I went for a 10-mile slack pack hike around Sioux Falls today. All went well, and my legs felt great and happy to do some work. My legs have grown accustomed to walking at least 20 miles a day, and now that I’ve done less than two for the last five days, I can feel the energy stored in them waiting to be used.

I’ve booked my plane ticket and shuttle to Harper’s Ferry. Harper’s Ferry is the psychological halfway point on the trail and is about 200 miles north of where I left the trail in Buena Vista, VA. I intend to meet up with Minnesota and Rampage and hike with them forward, as much of my group will be leaving the trail in the next few weeks to return home or to weddings.

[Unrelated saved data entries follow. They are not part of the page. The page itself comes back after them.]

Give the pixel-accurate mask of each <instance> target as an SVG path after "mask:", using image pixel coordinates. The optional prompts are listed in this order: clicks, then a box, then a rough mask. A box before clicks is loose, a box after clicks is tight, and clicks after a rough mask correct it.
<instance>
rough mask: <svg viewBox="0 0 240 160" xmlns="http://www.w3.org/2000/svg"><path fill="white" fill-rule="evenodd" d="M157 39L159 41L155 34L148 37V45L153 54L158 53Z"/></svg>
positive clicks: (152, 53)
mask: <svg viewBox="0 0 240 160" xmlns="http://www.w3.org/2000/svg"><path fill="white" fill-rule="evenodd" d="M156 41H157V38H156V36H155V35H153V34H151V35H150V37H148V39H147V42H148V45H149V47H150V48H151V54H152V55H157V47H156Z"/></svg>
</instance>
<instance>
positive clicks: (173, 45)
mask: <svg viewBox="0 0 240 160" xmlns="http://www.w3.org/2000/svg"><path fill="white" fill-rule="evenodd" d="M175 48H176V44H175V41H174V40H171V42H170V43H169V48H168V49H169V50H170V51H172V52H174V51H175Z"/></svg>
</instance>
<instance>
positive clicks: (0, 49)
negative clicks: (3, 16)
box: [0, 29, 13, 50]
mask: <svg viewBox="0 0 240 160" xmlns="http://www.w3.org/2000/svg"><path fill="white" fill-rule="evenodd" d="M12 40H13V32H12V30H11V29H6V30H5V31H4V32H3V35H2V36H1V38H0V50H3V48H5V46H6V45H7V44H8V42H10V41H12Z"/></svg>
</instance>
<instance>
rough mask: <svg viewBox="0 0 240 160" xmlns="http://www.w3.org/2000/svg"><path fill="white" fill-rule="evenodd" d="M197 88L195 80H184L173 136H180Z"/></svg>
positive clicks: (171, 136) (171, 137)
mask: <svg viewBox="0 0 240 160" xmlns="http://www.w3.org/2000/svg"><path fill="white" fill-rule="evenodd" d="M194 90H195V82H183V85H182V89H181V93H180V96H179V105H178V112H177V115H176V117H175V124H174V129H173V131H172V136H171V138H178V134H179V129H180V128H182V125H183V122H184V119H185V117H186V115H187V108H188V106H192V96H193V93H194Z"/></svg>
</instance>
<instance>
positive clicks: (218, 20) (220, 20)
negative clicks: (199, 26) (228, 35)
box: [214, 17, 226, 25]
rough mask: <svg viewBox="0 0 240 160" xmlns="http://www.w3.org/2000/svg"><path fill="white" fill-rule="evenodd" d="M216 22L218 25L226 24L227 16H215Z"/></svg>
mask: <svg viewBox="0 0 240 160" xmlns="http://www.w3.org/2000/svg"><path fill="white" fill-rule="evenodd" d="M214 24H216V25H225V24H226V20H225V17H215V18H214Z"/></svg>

Following my hopeful summit of Katahdin in Maine, I will return back to Harper’s Ferry and hike southbound to VA60 outside of Buena Vista where I left off. As a purist, I will not skip an inch of the trail, but extenuating circumstances have caused me to adjust my hike into a mini flip-flop. I’m just happy to be returning and hope my leg holds out for the duration of the remaining 1,300 miles I have left.

3 thoughts on “Week 9: Days 58-60; Pearisburg to Buena Vista”

  1. Pete, just talked to your mom tonight at camp and she told me about your adventures. I’ve been reading your blog a little. Best of luck and Godspeed on your trip.